Aslan terdiam, mencerna kata-kata gurunya.

“Dan kamu tahu, Aslan? Abu Hurairah juga pernah mengeluh pada Rasulullah bahwa dia sering lupa apa yang diajarkan. Tahu apa yang dilakukan Rasulullah?”

Aslan menggeleng.

“Rasulullah menyuruhnya membentangkan surbannya, lalu beliau berdoa khusus untuknya agar diberi kemampuan menghafal yang kuat. Setelah itu, Abu Hurairah tidak pernah lupa lagi apa yang dia dengar dari Rasulullah.”

“Subhanallah…” gumam Aslan.

“Jadi, ini bukan soal seberapa terlambat kamu memulai, tapi seberapa besar kesungguhan kamu untuk berusaha. Dari sana, Allah akan memberikan kemudahan dan petunjuk untuk bisa berproses.”

Rayyan menepuk pundak sahabatnya. “Tuh kan, persis kayak yang gw bilang.”

“Eh, perasaan lo nggak bilang apa-apa deh selain nyuruh makan rendang,” celetuk Aslan sambil tertawa.

Mereka bertiga tertawa bersama.

“Ustadz, saya boleh minta waktu tambahan nggak untuk belajar? Kayaknya saya butuh lebih banyak latihan,” tanya Aslan dengan semangat baru.

“Tentu saja. Kamu bisa datang ke rumah saya setiap ba’da Maghrib. Ada beberapa mahasiswa lain juga yang belajar di sana,” jawab Ustadz Alif.

“Alhamdulillah, makasih banyak, Ustadz!”


Dua bulan kemudian, di kelas tahsin yang sama.

“Ghoiril maghdlubi’alaihim waladlooliin,” Aslan membaca dengan tajwid yang jauh lebih baik dari sebelumnya.

“Alhamdulillah, ada kemajuan pesat nih,” puji Ustadz Alif. “Apa rahasianya?”

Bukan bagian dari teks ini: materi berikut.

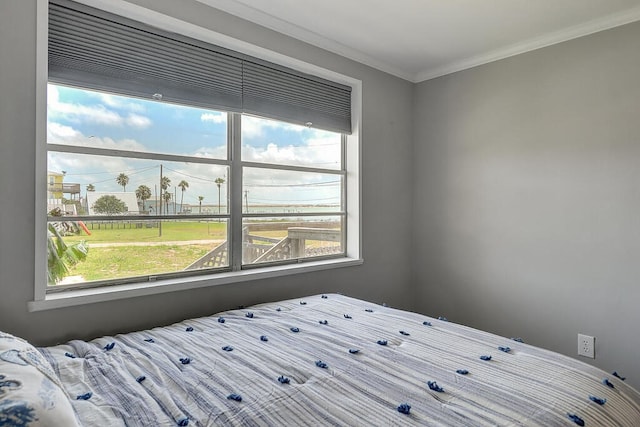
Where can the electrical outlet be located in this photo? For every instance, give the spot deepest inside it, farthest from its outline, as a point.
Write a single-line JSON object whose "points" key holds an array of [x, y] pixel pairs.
{"points": [[586, 346]]}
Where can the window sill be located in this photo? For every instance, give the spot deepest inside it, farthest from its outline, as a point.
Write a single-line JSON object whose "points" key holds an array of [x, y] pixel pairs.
{"points": [[111, 293]]}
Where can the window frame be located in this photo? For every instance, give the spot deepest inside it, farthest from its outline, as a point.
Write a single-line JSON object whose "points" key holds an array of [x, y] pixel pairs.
{"points": [[352, 225]]}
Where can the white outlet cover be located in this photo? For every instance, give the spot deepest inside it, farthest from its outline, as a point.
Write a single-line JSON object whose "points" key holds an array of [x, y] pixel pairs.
{"points": [[586, 346]]}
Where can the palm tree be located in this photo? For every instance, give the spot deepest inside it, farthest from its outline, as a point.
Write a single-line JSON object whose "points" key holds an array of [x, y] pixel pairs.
{"points": [[165, 181], [200, 199], [167, 199], [123, 180], [183, 186], [143, 193], [90, 187], [219, 182]]}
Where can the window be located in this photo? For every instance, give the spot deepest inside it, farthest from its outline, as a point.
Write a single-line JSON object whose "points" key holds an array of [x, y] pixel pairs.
{"points": [[152, 179]]}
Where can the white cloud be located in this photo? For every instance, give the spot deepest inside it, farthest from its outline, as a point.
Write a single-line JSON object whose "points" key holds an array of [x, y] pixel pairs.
{"points": [[62, 134], [90, 113], [116, 101], [138, 121], [214, 117]]}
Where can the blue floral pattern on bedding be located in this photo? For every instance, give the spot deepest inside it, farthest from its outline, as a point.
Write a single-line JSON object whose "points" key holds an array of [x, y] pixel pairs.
{"points": [[360, 364]]}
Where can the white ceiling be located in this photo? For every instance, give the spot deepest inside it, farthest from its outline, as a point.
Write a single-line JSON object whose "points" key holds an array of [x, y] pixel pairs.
{"points": [[422, 39]]}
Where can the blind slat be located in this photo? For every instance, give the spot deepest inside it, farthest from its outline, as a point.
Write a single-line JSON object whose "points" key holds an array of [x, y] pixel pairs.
{"points": [[92, 48]]}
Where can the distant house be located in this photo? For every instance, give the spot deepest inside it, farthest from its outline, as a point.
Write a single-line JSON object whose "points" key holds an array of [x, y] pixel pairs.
{"points": [[54, 185], [128, 198]]}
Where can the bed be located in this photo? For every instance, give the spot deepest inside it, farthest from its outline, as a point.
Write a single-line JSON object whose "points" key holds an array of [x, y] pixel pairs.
{"points": [[321, 360]]}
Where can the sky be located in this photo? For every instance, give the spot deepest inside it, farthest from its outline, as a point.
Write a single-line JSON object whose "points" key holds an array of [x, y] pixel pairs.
{"points": [[86, 118]]}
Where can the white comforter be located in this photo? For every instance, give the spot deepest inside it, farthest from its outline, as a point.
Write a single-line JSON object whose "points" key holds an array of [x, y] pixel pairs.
{"points": [[332, 360]]}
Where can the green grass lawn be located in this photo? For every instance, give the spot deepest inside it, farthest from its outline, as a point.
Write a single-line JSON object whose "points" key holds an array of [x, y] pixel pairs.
{"points": [[142, 251], [171, 231], [128, 261]]}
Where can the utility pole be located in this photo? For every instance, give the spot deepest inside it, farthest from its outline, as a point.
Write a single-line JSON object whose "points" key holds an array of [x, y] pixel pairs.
{"points": [[160, 221]]}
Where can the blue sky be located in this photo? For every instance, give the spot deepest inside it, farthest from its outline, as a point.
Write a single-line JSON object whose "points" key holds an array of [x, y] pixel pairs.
{"points": [[79, 117]]}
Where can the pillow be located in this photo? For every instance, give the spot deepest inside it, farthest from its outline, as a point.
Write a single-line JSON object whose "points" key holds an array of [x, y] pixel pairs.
{"points": [[30, 392]]}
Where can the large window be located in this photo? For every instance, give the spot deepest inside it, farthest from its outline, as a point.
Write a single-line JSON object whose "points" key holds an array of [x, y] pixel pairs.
{"points": [[145, 186], [147, 189]]}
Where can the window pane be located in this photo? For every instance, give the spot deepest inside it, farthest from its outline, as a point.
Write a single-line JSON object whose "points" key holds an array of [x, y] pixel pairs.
{"points": [[270, 141], [277, 239], [146, 187], [135, 248], [86, 118], [281, 191]]}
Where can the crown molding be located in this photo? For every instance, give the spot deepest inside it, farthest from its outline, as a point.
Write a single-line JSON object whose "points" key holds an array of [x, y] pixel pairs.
{"points": [[574, 32], [274, 23]]}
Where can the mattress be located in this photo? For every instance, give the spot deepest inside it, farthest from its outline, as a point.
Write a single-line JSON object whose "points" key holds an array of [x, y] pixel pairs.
{"points": [[332, 360]]}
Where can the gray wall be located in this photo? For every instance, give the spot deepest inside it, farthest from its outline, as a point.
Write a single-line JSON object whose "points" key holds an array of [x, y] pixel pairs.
{"points": [[387, 134], [527, 197]]}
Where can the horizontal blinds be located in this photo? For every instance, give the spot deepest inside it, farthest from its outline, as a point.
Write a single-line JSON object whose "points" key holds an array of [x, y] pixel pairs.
{"points": [[283, 94], [91, 48], [95, 49]]}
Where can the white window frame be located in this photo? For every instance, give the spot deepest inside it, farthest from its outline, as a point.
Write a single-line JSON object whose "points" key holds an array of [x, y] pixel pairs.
{"points": [[353, 233]]}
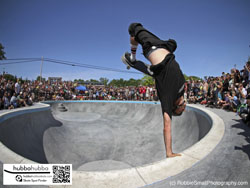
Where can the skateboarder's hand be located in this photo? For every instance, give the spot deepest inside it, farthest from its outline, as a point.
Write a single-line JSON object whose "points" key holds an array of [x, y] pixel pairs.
{"points": [[173, 155]]}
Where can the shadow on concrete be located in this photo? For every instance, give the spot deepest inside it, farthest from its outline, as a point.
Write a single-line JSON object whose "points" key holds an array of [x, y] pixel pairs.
{"points": [[24, 134], [246, 134]]}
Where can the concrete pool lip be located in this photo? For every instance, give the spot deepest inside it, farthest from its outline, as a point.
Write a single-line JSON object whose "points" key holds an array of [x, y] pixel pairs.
{"points": [[141, 175]]}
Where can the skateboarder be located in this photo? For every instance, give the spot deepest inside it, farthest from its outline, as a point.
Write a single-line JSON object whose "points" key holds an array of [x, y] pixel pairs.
{"points": [[164, 69]]}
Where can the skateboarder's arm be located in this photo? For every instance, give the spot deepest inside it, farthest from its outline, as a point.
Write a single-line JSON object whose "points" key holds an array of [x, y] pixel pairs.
{"points": [[167, 136]]}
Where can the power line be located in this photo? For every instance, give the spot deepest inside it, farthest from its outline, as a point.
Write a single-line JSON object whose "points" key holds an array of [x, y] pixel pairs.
{"points": [[62, 62], [18, 62]]}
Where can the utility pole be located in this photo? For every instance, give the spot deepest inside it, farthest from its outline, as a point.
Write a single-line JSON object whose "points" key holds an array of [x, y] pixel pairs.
{"points": [[41, 70]]}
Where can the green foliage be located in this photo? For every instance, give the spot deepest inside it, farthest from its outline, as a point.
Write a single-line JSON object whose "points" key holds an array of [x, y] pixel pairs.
{"points": [[104, 81], [9, 77], [80, 81], [38, 79]]}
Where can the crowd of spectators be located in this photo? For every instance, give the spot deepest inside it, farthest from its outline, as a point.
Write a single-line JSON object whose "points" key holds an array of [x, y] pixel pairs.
{"points": [[14, 94], [230, 91]]}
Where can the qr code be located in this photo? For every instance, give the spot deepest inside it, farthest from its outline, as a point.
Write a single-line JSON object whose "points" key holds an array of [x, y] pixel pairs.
{"points": [[61, 174]]}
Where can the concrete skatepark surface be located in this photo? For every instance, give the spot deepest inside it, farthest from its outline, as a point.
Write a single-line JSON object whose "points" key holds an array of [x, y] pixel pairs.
{"points": [[121, 142], [99, 136]]}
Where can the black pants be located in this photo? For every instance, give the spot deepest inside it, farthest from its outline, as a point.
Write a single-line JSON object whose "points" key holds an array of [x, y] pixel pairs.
{"points": [[148, 39], [168, 75]]}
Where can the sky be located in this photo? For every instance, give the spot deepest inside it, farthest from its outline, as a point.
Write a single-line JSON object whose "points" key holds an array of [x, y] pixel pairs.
{"points": [[212, 35]]}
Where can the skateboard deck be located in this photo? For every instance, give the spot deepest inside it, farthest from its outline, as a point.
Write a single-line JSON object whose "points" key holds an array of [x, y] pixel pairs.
{"points": [[140, 66]]}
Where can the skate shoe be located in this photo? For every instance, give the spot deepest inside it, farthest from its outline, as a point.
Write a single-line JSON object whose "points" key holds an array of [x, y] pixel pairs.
{"points": [[126, 60]]}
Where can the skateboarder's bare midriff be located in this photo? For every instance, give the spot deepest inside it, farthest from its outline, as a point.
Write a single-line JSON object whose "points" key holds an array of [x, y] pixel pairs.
{"points": [[158, 55]]}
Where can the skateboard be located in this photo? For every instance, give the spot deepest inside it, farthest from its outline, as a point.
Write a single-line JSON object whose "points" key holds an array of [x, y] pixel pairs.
{"points": [[138, 65]]}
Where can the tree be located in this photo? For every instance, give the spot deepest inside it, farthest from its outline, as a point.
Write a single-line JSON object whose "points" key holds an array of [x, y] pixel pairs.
{"points": [[38, 79], [2, 52], [104, 81], [148, 81], [9, 77]]}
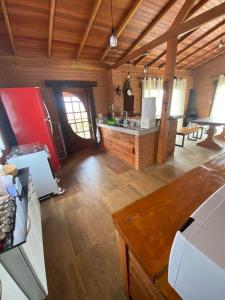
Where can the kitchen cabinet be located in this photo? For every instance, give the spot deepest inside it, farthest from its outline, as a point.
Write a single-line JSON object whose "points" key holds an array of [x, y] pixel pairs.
{"points": [[9, 290], [147, 227], [25, 263]]}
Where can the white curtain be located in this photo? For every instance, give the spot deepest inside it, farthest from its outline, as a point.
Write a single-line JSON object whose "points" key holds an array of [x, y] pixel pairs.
{"points": [[218, 108], [153, 87], [2, 145]]}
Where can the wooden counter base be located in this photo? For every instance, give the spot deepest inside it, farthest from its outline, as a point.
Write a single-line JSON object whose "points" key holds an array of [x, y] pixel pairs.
{"points": [[139, 151], [147, 227]]}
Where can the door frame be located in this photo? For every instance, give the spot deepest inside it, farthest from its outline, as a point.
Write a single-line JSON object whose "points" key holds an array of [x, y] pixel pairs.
{"points": [[57, 87]]}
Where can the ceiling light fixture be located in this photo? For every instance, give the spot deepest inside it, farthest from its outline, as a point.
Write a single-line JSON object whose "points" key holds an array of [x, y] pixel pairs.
{"points": [[221, 44], [113, 38]]}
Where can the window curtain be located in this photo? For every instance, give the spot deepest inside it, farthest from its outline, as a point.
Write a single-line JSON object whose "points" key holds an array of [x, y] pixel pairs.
{"points": [[218, 106], [153, 87]]}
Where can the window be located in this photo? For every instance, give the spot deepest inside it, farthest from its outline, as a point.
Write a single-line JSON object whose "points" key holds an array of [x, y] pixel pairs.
{"points": [[76, 115], [218, 106]]}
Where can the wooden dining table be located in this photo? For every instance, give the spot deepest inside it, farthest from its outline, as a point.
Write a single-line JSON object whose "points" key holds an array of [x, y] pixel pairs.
{"points": [[210, 142]]}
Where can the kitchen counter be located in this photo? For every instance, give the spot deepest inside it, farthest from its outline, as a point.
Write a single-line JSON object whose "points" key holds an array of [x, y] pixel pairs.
{"points": [[18, 235], [147, 227], [137, 147], [129, 129]]}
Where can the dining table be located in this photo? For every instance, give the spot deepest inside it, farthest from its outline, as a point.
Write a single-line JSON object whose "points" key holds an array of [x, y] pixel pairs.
{"points": [[210, 142]]}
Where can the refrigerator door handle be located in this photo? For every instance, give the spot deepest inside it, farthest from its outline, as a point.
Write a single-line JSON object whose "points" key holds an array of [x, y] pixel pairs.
{"points": [[48, 119]]}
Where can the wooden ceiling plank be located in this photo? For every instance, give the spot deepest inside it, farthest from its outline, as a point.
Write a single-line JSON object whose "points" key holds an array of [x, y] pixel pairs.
{"points": [[183, 13], [50, 27], [201, 48], [124, 23], [8, 25], [205, 61], [181, 39], [89, 26], [191, 24], [198, 39], [162, 12]]}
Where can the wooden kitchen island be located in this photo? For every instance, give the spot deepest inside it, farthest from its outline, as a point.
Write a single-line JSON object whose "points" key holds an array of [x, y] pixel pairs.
{"points": [[136, 146], [146, 229]]}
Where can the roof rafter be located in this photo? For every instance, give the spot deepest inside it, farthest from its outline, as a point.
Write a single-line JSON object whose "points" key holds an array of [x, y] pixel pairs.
{"points": [[124, 23], [89, 26], [50, 27], [8, 25], [199, 57], [201, 48], [210, 58], [191, 12], [191, 24], [198, 39], [162, 12]]}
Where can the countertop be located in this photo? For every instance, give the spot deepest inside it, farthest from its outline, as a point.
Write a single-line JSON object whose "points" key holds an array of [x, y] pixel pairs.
{"points": [[149, 225], [18, 235], [129, 130]]}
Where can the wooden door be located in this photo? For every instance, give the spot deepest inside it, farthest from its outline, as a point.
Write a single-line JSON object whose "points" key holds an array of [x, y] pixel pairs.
{"points": [[76, 120]]}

Aslan tersenyum. “Saya cuma inget kisah Abu Hurairah, Ustadz. Kalau beliau bisa melakukan itu dalam 3,5 tahun, masa saya nggak bisa?”

Ustadz Alif mengangguk puas. “Jangan pernah remehkan kekuatan niat dan usaha yang sungguh-sungguh. Allah selalu memberi jalan bagi mereka yang bersungguh-sungguh.”

Aslan mengangguk mantap. Ia paham sekarang, menjadi lebih baik bukan tentang seberapa cepat, tapi tentang seberapa konsisten dan sungguh-sungguh dalam menjalani prosesnya.